AK Parti kampanyasının, bugüne kadarki en başarılı ve zekice hamlesiydi. Az çok çalışacak, işe yarayacaktı bana sorarsanız. Fakat bu ikili oyunu acemice belli ederek Dündar'ın, üstünden yapılan hesabı görmesini de yine kendileri sağladı, başkası değil. Ne yapsa yaranamayacaktı. Dündar da egosuna yenilmedi, adını korumak ve seçim manipülasyonlarına alet olmamak için rasyonel bir kararla çekildi…’
Öneri resmi hale dönüşmeden feragat ederek dikkatleri ülkenin en can alıcı sorunu haline gelen kutuplaşmaya ve normalleşmenin hava gibi, su gibi elzem olduğuna çekmenin, belki de Türkiye'ye, oturumu yönetmekten daha büyük bir hizmet olacağını düşünüyorum.

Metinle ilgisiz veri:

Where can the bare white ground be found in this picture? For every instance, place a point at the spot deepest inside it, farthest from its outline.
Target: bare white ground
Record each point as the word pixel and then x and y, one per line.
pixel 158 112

Altını çize çize belirtiyorum: Baskı yapılması ya da yayının banttan istenmesi nedeniyle reddettiğimle ilgili iddialar, birer büyük yalandan ibaret. Güya önce kabul edip, sonra caymışım. Bu da yalan… Daha resmi teklif yapılmadan moderatörlük hakkımdan feragat etmemin tek nedenini tüm içtenliğimle açıkladım. Sorunlarla dolu demokrasimizi, hatta birlikte yaşamamızı bile tehdit eden kutuplaşmanın ulaştığı korkunç boyut."